() Sujet: don't let go / maxine Dim 7 Juil - 13:08
i know that you're tired of being alone - - - - - - - - - - - - - - - - - @maxine mortensen
Etendu sur le canapé, un pied posé sur le sol et les yeux rivés au plafond. La douleur s’est infiltrée jusque dans ses poignets, se diffuse lentement vers ses épaules. Il ressent encore le choc des coups portés, de ceux encaissés. Ses doigts sont encore violacés, sa lèvre inférieure tuméfiée et son arcade sourcilière droite porte les marques du combat qui s’est achevé aux alentours de trois heures vingt le même matin. Les billets remportés cette nuit traînent sur la table basse, encore les mégots de clope qu’il fume toujours en rentrant chez lui comme pour aider à évacuer la rage qui coule et se répand dans ses veines. Il se redresse lentement, la grimace plaquée sur ses lèvres à cause de ses côtes qui le lancent, de cet hématome au niveau de ses reins qui se rappelle à lui. Il est de congé, aujourd’hui – il l’a demandé à son chef parce qu’il se sait incapable de se traîner jusqu’à la caserne un lendemain de combat, parce qu’il sait que conduire l’ambulance serait au-delà de ses forces. Et pas uniquement à cause de son œil gonflé. A cause de Kyle. Parce qu’aujourd’hui, ça fait cinq mois. Il a le pied qui traîne jusqu’à la cuisine, un sac de glace qu’il applique contre son œil, sa main libre agrippée au plan de travail contre lequel il repose. Il a l’impression d’attirer la mort sur son entourage, de lui offrir des âmes à récupérer sitôt qu’il a le malheur de s’attacher à quelqu’un. D’abord son père, ensuite Kyle. C’est trop. Il ferme les paupières pour se revoir garée l’ambulance devant la banque, débarquer à l’intérieur avec le kit médical et échanger un regard avec son équipier. Les flics avaient déjà sécurisé le périmètre, précisé le nombre de blessés et Fitz, il ne lui avait fallu qu’un regard pour reconnaître la silhouette de Kyle sur le sol. Il peut encore sentir son sang entre ses doigts, entendre sa respiration irrégulière, le mouvement de sa poitrine tandis qu’il lui administrait un massage cardiaque dans l’espoir de lui permettre de vivre jusqu’à l’hôpital. Il se souvient de la ligne plate sur le moniteur, du cri d’agonie qui n’était pas parvenu à quitter ses lèvres.

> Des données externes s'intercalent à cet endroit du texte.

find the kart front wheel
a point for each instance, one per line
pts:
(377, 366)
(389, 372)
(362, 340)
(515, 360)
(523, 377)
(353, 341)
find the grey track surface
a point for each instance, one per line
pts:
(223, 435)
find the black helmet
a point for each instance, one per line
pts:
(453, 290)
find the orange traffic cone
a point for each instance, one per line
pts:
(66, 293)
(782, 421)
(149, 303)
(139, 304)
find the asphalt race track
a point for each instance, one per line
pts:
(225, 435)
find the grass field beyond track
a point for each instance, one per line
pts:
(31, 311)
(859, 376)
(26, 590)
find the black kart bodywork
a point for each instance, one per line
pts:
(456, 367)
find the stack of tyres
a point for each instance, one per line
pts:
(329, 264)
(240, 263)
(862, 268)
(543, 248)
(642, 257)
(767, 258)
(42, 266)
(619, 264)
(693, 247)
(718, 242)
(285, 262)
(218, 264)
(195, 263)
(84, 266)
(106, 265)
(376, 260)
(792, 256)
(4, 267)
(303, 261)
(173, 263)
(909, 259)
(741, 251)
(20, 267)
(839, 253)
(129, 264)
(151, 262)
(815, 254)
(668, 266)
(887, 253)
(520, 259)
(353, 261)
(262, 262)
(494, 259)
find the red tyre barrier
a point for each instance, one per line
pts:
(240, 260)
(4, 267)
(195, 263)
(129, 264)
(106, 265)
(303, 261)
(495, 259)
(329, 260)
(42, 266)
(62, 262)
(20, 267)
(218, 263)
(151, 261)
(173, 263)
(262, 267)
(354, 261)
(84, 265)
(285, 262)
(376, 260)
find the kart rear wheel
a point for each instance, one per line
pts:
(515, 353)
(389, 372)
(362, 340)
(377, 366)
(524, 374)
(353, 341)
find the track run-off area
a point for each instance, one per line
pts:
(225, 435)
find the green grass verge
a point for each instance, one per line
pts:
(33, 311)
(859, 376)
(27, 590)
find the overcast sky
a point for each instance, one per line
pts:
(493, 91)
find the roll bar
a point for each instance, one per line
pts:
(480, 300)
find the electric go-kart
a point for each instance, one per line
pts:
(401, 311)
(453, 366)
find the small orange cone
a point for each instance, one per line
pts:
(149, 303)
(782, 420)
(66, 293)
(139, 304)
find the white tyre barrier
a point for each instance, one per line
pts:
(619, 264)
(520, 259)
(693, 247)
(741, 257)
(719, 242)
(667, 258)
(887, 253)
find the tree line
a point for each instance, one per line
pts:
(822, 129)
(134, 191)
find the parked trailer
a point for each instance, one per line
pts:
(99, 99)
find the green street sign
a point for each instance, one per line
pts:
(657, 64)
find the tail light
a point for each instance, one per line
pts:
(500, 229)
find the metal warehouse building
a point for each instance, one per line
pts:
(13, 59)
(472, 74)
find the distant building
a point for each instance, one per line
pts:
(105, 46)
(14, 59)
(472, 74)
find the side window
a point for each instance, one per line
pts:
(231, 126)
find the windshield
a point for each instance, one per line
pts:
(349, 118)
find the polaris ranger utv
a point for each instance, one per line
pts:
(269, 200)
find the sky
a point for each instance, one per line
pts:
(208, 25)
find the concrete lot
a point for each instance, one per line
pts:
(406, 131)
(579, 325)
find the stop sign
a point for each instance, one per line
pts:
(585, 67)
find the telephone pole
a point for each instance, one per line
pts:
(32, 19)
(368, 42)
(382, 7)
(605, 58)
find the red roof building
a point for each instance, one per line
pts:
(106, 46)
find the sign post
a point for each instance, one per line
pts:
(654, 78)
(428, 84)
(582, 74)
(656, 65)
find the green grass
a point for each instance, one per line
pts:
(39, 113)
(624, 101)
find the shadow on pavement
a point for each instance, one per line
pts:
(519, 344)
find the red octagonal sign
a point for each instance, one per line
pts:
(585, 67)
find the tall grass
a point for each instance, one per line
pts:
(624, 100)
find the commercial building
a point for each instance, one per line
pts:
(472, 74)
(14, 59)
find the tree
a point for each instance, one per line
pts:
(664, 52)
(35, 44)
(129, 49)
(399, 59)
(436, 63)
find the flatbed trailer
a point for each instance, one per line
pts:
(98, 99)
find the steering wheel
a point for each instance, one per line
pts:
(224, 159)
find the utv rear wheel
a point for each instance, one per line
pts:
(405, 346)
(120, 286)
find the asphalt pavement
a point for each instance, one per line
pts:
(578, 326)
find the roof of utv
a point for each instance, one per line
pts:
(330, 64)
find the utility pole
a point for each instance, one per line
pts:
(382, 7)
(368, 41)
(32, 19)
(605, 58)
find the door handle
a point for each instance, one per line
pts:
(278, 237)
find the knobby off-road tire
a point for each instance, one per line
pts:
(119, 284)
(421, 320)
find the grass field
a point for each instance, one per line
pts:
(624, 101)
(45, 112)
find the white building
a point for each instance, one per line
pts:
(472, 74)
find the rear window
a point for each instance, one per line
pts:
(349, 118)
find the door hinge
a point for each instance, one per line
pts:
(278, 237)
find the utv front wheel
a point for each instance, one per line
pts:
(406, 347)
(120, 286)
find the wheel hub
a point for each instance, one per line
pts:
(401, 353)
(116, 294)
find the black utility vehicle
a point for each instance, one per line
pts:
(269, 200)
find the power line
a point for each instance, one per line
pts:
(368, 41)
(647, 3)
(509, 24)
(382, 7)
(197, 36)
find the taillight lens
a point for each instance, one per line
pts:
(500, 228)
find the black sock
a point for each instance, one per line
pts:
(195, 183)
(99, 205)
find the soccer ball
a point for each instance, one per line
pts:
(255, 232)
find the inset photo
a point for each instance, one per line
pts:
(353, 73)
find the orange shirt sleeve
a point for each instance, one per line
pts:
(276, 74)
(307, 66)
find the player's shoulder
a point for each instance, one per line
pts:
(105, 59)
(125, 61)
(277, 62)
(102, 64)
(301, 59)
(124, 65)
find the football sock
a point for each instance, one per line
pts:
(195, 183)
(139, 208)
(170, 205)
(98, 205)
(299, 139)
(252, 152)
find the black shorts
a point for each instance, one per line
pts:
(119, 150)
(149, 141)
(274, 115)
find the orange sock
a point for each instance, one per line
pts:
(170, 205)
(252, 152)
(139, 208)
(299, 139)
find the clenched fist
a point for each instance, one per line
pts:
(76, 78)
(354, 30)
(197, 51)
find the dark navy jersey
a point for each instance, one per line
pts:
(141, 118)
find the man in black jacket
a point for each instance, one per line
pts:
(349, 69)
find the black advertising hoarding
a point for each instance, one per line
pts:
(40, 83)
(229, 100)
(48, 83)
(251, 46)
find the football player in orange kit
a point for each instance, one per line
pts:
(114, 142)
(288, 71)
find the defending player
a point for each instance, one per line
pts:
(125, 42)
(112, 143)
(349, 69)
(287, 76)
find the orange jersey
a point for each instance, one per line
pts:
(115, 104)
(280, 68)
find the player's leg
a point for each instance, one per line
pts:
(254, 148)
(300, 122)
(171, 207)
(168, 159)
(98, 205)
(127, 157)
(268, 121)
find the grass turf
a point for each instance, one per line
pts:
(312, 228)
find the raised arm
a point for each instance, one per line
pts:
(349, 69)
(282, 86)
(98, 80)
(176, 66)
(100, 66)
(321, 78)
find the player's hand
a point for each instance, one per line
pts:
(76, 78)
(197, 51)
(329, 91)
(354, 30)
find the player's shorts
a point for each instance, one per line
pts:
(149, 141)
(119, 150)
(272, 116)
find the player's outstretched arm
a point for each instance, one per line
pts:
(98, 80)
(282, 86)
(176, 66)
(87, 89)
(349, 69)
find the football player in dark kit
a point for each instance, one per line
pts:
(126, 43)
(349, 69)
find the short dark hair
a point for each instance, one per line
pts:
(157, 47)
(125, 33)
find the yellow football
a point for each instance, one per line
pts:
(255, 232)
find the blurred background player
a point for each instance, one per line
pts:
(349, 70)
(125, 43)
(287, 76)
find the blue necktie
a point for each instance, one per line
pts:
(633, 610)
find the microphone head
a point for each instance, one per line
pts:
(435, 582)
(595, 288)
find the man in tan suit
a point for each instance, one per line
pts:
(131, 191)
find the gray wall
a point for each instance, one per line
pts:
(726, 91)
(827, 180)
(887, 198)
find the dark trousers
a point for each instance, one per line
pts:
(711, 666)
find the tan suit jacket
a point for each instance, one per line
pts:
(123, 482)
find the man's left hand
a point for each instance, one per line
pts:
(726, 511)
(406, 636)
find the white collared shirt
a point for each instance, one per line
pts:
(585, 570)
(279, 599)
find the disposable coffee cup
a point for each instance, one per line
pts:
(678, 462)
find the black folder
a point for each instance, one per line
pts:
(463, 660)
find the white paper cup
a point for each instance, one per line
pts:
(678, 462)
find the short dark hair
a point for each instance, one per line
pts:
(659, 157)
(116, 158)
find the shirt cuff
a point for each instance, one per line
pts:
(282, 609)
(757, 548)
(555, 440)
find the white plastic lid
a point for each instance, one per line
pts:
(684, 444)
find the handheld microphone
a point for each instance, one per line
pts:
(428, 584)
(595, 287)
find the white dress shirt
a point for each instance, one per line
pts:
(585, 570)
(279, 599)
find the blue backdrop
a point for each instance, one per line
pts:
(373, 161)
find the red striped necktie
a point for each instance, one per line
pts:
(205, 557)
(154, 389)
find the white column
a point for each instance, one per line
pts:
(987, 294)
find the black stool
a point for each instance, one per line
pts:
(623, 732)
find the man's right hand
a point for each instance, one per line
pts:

La voiture est arrêtée devant le portail du cimetière avant même qu’il ait conscience de s’y être rendu. Les mains posées sur ses cuisses, le moteur qui ronronne encore doucement, le regard rivé sur le nom des lieux. Il devrait probablement faire demi-tour parce que se rendre sur la tombe de Kyle ne changera rien au fait qu’il n’a pas réussi à le sauver – qu’il aurait dû le sauver. Mais son cœur se fait prendre en étau tout à coup et il coupe le contacte, quitte l’habitacle lentement pour déambuler dans les allées entretenues. Il a les mains dans les poches, ni fleur ni bouteille à déposer, pas même des excuses à prononcer parce qu’il les a déjà trop répétées et que ça n’a rien apaisé – ni sa conscience, ni sa culpabilité. Il tourne, aperçoit quelques visages baissés, des robes noires, des silences qui pèsent sur ses épaules. Et puis, une silhouette face à la tombe de Kyle. Il s’arrête, hésite à continuer parce que Maxine a probablement besoin d’être seule – ou, en tout cas, n’a sûrement pas besoin de lui en cet instant. Il garde une distance raisonnable pendant encore plusieurs minutes avant de se décider. D’approcher à pas légers, l’air nonchalant. Pas affecté. Il se place aux côtés de Maxine sans un mot, à peine un regard jeté en coin dans sa direction pour la saluer en silence. Il note les fleurs fraîches qui ornent la pierre, les herbes folles qui font mine de vouloir la recouvrir sans vraiment y parvenir. Et le nom, imprimé de lettrage doré, qui ravive une blessure qu’il aurait préféré oublier. Le silence s’étale, dure plusieurs minutes ou peut-être une éternité. Chacun dans ses pensées, dans ses souvenirs du temps passé avec Kyle – l’ami, le frère. De l’enfance à l’âge adulte, des fragments de vie aléatoires partagés avec cette joie de vivre, ce pilier en toute situation. « Je me souviens de sa manie, insupportable, de savoir ce qui n’allait pas sans même qu’on ait besoin de parler. C’était impossible de lui cacher quelque chose, même une surprise party pour son anniversaire. Il le devinait direct. » Kyle, il était comme ça : perspicace, capable de lire même dans l’âme du plus mystérieux des êtres vivants.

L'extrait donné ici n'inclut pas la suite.